Kithara

Definition

by
published on 24 June 2012
Ancient Greek Kithara ()

The kithara (guitar) was a stringed musical instrument, related to the lyre, played by the ancient Greeks and closely associated with the god Apollo, although in mythology its invention is attributed to Hermes who manufactured the instrument from a tortoise shell (chelys). Musicians (kitharistu) needed great skill to play this difficult instrument, and it was usually played in self-accompaniment to a song (kitharodeia). Performances of the kithara were usually the most popular in festivals and musical competitions such as the Delia, the great Ionian music festival held on Delos from the Archaic period. Playing of the kithara was also an important part of any young Greek male’s all-round education.

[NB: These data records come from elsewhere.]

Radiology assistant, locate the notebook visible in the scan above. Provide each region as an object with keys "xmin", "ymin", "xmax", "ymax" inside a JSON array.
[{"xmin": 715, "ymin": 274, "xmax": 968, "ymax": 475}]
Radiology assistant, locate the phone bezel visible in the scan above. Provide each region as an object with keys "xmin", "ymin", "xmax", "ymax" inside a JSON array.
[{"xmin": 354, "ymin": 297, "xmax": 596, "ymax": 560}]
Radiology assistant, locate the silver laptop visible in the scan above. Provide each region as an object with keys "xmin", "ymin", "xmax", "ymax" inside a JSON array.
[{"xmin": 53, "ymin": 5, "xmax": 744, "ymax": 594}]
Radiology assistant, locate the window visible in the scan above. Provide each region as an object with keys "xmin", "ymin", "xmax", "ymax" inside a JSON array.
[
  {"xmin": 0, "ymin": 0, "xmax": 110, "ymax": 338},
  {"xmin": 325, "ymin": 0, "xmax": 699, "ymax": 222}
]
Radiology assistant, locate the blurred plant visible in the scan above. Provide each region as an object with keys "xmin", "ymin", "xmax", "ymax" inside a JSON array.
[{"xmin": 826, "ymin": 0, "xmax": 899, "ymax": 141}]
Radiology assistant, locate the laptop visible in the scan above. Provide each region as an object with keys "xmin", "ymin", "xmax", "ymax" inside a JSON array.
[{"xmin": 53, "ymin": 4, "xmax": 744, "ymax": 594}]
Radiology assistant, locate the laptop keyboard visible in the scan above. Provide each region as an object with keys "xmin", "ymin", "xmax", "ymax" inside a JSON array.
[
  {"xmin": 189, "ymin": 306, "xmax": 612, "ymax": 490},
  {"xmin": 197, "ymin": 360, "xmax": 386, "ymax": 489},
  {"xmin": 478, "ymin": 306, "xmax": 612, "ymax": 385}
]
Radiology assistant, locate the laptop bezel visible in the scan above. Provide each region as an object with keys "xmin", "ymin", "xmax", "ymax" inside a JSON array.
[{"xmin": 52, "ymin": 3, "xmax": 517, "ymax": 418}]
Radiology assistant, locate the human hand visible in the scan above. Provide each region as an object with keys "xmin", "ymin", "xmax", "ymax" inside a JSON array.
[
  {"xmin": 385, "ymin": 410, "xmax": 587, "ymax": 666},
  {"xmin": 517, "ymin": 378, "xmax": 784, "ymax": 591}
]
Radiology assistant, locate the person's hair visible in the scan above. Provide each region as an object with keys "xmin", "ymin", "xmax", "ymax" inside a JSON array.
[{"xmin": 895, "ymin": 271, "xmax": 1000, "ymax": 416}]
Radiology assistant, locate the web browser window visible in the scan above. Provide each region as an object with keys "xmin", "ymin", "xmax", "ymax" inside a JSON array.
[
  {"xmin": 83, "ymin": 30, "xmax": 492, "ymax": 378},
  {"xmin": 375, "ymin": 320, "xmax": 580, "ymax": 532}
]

The instrument is composed of a wooden sound box (echeion) with tail-piece (chordotonon), two flexible upper arms (pecheis) or horns (herata) joined by a horizontal tuning bar or bridge (zygos) with tuning pegs (kollopes) and it usually has seven strings, as opposed to the earlier phorminx, which had only five.  The flexibility of the arms apparatus provides a ‘wave’ like sound, and the notes produced by the instrument are strong and deep. Played with the instrument in an upright position and resting in the lap or sometimes supported by a strap over the shoulder, two hands were used to pluck the strings simultaneously, usually with a plectrum of wood, ivory, or metal. 

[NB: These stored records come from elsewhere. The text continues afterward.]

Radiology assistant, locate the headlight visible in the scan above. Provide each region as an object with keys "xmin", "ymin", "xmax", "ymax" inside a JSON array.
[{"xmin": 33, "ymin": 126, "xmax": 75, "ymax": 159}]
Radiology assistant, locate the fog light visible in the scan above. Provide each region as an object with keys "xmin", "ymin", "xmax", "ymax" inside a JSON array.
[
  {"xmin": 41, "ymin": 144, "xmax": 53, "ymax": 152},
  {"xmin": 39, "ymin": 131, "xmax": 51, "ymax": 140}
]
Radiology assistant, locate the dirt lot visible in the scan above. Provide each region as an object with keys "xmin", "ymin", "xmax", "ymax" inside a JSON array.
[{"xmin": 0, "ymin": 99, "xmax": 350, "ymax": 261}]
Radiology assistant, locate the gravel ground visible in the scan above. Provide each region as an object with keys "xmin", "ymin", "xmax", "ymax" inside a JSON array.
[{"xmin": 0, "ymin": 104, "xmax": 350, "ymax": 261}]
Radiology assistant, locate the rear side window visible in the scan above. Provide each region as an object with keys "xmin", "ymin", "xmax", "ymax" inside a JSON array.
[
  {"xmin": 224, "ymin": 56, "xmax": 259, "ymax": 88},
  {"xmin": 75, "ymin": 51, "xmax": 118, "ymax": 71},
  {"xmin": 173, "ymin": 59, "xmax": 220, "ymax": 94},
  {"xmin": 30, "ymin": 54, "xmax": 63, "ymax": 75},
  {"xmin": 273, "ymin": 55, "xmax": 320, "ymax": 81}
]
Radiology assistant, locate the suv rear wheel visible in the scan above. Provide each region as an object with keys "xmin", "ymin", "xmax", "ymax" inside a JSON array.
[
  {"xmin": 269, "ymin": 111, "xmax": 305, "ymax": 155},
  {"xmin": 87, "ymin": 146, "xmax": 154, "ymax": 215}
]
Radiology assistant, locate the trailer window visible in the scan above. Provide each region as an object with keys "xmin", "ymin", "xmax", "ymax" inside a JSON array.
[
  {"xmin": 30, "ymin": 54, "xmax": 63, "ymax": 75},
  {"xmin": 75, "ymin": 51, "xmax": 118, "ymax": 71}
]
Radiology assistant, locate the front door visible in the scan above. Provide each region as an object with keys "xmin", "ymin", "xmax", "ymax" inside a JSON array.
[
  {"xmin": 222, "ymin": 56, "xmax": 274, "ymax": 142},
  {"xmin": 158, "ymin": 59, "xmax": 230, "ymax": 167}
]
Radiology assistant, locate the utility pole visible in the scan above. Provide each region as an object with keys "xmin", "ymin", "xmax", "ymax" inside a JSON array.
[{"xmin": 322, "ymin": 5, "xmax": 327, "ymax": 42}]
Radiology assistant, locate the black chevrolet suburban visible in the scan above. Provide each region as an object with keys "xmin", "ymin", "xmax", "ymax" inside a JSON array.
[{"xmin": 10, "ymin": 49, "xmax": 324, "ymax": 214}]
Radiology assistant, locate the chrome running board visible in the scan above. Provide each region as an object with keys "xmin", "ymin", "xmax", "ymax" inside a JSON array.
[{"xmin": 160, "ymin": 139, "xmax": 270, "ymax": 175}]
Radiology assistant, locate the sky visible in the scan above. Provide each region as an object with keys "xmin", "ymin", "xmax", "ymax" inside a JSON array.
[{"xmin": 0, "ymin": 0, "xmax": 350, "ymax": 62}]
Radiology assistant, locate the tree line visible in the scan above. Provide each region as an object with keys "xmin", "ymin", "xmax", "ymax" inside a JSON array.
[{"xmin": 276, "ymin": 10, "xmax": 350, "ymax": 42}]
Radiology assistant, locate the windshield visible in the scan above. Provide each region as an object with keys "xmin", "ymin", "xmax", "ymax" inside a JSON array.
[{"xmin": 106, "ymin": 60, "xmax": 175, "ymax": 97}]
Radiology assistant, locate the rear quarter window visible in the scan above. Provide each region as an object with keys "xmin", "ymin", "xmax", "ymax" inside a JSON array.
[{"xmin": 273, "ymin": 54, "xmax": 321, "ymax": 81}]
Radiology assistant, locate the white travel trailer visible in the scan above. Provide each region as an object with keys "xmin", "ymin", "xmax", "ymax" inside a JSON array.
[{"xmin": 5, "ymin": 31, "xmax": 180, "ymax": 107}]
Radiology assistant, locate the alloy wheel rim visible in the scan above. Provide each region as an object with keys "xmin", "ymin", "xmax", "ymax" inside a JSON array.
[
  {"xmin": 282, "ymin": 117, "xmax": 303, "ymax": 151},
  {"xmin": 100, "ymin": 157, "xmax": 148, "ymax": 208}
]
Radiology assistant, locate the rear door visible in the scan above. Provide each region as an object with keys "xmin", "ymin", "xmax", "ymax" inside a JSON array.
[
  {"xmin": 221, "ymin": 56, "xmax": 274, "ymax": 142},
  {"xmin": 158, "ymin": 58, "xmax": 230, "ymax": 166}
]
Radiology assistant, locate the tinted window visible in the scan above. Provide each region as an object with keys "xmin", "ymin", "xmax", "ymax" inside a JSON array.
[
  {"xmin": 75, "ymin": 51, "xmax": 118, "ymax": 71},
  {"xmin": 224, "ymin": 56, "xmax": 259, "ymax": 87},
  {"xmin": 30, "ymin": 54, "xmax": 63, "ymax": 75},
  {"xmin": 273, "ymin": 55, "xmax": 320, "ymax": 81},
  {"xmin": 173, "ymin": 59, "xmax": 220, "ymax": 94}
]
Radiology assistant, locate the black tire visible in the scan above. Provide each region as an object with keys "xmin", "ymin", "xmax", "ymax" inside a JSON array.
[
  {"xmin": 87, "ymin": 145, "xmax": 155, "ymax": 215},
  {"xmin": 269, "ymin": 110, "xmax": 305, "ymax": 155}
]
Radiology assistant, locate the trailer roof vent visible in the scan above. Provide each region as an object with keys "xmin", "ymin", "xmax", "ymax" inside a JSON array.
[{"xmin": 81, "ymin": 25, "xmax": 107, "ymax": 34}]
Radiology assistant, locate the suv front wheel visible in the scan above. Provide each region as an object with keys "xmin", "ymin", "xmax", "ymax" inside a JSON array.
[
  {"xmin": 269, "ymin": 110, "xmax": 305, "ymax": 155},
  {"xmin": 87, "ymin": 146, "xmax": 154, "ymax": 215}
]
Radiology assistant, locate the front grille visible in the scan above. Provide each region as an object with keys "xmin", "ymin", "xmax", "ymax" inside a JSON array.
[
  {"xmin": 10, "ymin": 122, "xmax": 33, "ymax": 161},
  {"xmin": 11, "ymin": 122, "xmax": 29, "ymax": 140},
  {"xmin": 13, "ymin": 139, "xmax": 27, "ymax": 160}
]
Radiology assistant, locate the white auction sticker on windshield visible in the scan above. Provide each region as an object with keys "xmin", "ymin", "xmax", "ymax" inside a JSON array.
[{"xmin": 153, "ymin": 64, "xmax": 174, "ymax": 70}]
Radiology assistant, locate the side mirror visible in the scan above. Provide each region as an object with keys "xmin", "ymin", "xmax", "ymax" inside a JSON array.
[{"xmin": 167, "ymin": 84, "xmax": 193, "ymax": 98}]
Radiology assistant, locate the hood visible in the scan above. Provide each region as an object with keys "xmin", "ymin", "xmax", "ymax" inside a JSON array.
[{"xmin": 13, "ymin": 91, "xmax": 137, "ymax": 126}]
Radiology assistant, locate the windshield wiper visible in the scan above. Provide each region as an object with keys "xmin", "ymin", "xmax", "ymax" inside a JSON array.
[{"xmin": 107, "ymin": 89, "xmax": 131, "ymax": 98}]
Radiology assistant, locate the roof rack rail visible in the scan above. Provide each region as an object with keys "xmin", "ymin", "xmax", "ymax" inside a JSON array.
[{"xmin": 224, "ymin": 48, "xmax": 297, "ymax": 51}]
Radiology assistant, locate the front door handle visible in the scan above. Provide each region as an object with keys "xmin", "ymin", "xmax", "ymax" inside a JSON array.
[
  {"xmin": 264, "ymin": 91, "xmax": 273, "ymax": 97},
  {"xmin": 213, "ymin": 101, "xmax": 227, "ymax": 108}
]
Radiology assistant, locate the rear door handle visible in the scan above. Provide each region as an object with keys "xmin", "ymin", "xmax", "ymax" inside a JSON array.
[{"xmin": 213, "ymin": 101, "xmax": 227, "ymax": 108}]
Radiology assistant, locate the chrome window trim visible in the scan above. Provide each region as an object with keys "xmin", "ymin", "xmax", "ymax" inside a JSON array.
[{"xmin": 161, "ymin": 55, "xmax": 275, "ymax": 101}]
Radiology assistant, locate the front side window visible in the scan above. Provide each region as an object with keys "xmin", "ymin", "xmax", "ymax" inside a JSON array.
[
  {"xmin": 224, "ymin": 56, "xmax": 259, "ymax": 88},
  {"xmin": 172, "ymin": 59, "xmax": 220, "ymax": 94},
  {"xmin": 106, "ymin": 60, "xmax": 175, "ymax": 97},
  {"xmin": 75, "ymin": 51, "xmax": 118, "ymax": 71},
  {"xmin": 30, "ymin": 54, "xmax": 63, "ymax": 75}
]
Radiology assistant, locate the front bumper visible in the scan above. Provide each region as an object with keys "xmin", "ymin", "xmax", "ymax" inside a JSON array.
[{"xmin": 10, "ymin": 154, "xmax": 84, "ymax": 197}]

The instrument is often depicted in representations of the god Apollo on ancient Greek red- and black-figure pottery and in sculpture. The kithara was also a popular motif on coins throughout the Classical and Hellenistic periods. Delos, with its close association with Apollo, used the kithara on its coins, one of the earliest being the silver didrachm from the 6th century BCE. Further examples include the silver tetrobol of the Koinon (League) of Chalkideans (4th century BCE), the silver drachma of Kolophon (389-350 BCE), and the coins from many Lycian cities and Kos (166-88 BCE). In the Roman period, Lycian coins depicting Augustus and Trajan were often backed with a kithara design.